Several mechanisms have been proposed for the association of PAH exposure with oxidative stress. PAHs are metabolized through cytochrome P450 enzymes (CYPs) such as CYP1A1/2 and CYP1B1, and then become reactive intermediates that can covalently bind with DNA, causing carcinogenicity, and can establish redox cycles, leading to ROS generation16. PAH exposure may also be involved in regulating ROS-generating enzymes such as CYPs, through the aryl hydrocarbon receptor signaling pathway, leading to oxidative stress48.

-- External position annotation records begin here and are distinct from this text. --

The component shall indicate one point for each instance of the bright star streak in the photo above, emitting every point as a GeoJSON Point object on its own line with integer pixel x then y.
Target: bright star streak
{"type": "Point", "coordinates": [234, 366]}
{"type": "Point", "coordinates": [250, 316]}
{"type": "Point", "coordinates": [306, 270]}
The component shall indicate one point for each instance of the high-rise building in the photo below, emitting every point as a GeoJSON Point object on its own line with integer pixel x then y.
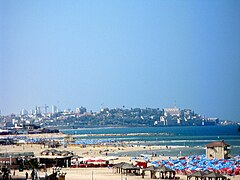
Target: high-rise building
{"type": "Point", "coordinates": [54, 109]}
{"type": "Point", "coordinates": [24, 112]}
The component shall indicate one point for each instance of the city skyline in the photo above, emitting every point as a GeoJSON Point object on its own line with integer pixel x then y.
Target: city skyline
{"type": "Point", "coordinates": [121, 53]}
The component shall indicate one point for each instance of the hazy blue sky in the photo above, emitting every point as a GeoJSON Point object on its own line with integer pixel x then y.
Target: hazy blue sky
{"type": "Point", "coordinates": [141, 53]}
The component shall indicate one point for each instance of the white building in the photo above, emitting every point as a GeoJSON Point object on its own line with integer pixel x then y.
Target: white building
{"type": "Point", "coordinates": [54, 109]}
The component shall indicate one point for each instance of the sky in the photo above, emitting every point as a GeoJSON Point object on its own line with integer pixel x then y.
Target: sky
{"type": "Point", "coordinates": [132, 53]}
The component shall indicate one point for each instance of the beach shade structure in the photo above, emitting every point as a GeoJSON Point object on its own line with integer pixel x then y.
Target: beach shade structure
{"type": "Point", "coordinates": [152, 170]}
{"type": "Point", "coordinates": [119, 166]}
{"type": "Point", "coordinates": [126, 168]}
{"type": "Point", "coordinates": [216, 176]}
{"type": "Point", "coordinates": [130, 169]}
{"type": "Point", "coordinates": [165, 172]}
{"type": "Point", "coordinates": [197, 175]}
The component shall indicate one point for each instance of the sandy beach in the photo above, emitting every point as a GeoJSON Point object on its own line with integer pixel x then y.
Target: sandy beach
{"type": "Point", "coordinates": [102, 150]}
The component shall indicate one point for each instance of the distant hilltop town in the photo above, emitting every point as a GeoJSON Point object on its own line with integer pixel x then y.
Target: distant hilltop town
{"type": "Point", "coordinates": [117, 117]}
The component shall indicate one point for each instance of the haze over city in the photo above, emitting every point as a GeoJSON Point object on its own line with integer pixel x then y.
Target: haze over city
{"type": "Point", "coordinates": [121, 53]}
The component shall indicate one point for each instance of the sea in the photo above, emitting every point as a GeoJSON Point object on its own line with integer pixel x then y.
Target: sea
{"type": "Point", "coordinates": [179, 140]}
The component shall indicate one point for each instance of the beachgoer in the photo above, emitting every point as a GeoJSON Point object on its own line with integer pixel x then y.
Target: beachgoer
{"type": "Point", "coordinates": [26, 175]}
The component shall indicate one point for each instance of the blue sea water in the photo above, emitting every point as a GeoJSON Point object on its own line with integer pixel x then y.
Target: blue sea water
{"type": "Point", "coordinates": [192, 138]}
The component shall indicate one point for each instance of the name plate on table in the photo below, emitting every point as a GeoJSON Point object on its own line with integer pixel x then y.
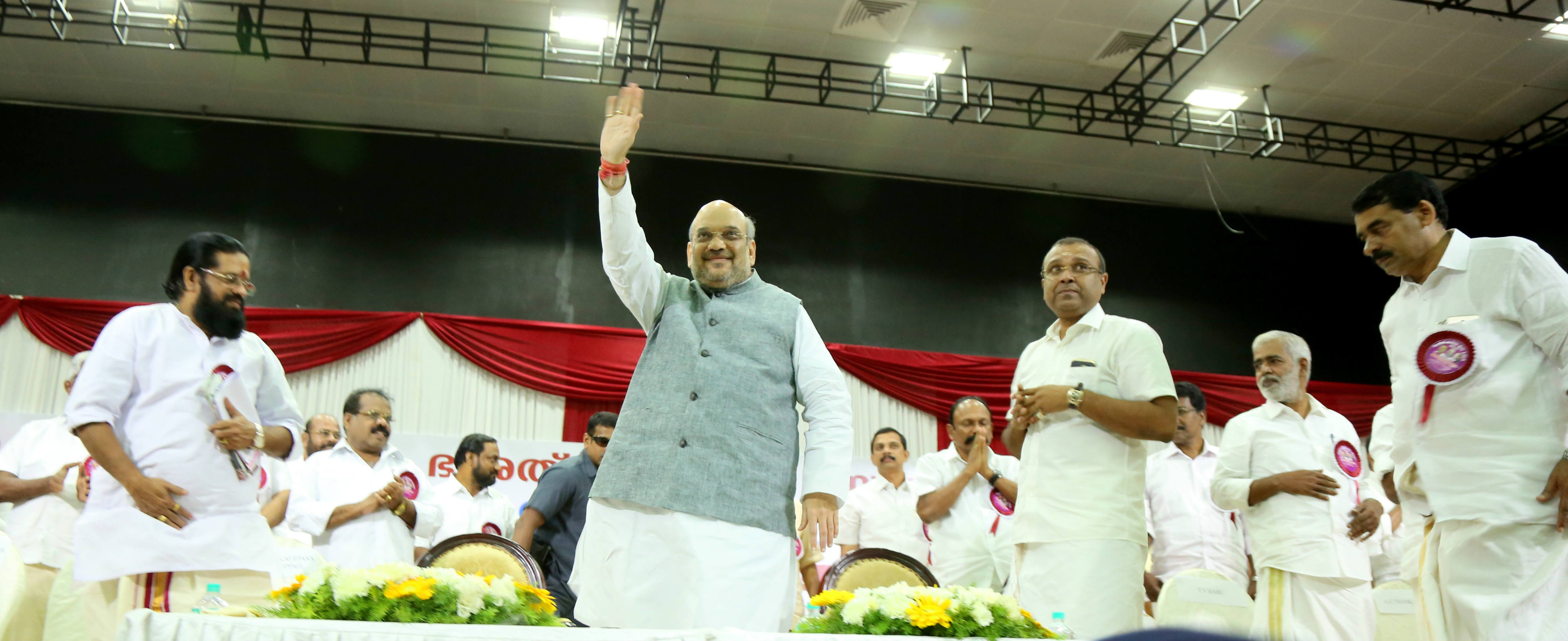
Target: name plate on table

Beyond the carcinogenic properties of PAHs, numerous studies have demonstrated associations of PAH exposure with other diseases, including CVDs49, allergic diseases50, diabetes51, and neurodegenerative diseases13. Although the underlying mechanisms are not well understood, oxidative stress induced by PAH exposure could be an underlying mechanism for these associations. Oxidative stress can cause chronic inflammation in the human body, which affects the progression of various diseases52. Oxidative stress related-inflammation has been proposed as a mechanism for endothelial dysfunction and arterial damage, which lead to CVDs53. Serum GGT has also been proposed as a potential marker for CVDs22,54, and this is thought to be related to its role as a marker of oxidative stress. Chronic oxidative stress can affect the regulation of neuroinflammatory response and cause neuroinflammation, leading to neurodegenerative diseases such as Parkinson’s and Alzheimer’s diseases55. ROS are also linked to the induction of allergic inflammation56.

This is the first study to evaluate the relationship between PAH exposure and oxidative stress from the perspective of mixed PAHs in Korean adults. We employed two independent analytical methods to evaluate the mixture effect, and found a positive association between mixed PAH exposure and oxidative stress. Previously, there have been few studies assessing association between mixed PAH exposure and oxidative stress. Nevertheless, our study has some limitations. Firstly, it is limited in evaluating causal relationships due to the cross-sectional nature of KoNEHS. Secondly, only serum GGT was included as an oxidative stress marker in this study because other oxidative stress markers such as MDA and 8-OHdG were not investigated in the second KoNEHS. Thirdly, due to the short half-lives of PAH metabolites, urinary levels of PAH metabolites in spot urine may not fully reflect the actual history of PAH exposure. However, since this is a study using national survey data, it can be helpful in understanding overall trends in the population.

Conclusion

This study revealed a significant association between mixed PAH exposure and oxidative stress, providing an evidence for the overall effect of complex PAH exposure on oxidative stress response. Further studies are required to clarify this association.